Curry's core warning—inventory structure is more important than total volume: Curry's emphasis on "minimum operating levels" is a crucial concept overlooked by the market. Of the seemingly massive global inventories, the majority are "unavailable" operational reserves, with a very small percentage truly usable to buffer supply shocks. International Energy Agency data shows that global watch inventories decreased by 117 million barrels in April alone. Even if the Straits Times reopen tomorrow, restoring supply confidence and restarting production will take months.
A "structural signal" in the refined oil market: Curry observed a key shift—Singapore's problem has shifted from jet fuel to diesel, with diesel prices now surpassing jet fuel prices. This is a signal that supply shortages are permeating industrial fuels, a situation far more alarming than crude oil prices themselves.
Curry's real point is that the market might gain a few days of respite through "agreement expectations," but inventories don't lie. With Asia having already bottomed out, Europe having a month left, and the US facing substantial shortages in two months, any significant pullback in oil prices could be a "bear trap" in the medium-term fundamentals.
The global oil market faces a severe supply gap, with geopolitical tensions continuing to exert pressure.
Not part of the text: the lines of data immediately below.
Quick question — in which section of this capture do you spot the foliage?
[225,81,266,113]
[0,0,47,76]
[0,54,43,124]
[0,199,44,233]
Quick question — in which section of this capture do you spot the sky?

In conclusion, Curry's warning highlights the stark reality facing the global oil market: Asia has reached its lowest operating levels, followed closely by Europe and the United States. Despite positive signals from the US-Iran negotiations, the Strait of Hormuz remains closed, global inventories continue to decline, and Iran's bargaining power is actually increasing. The structural tensions in the refined product market (from jet fuel to diesel) further underscore the depth of the supply shortage.
In the short term, the only lasting solution is the reopening of the Strait of Hormuz, but even if an agreement is reached, market normalization will take time. Oil prices are expected to remain volatile at high levels, with the direction depending on the evolution of the geopolitical situation.
At 15:20 Beijing time on May 25, US crude oil futures were trading at $92.51 per barrel.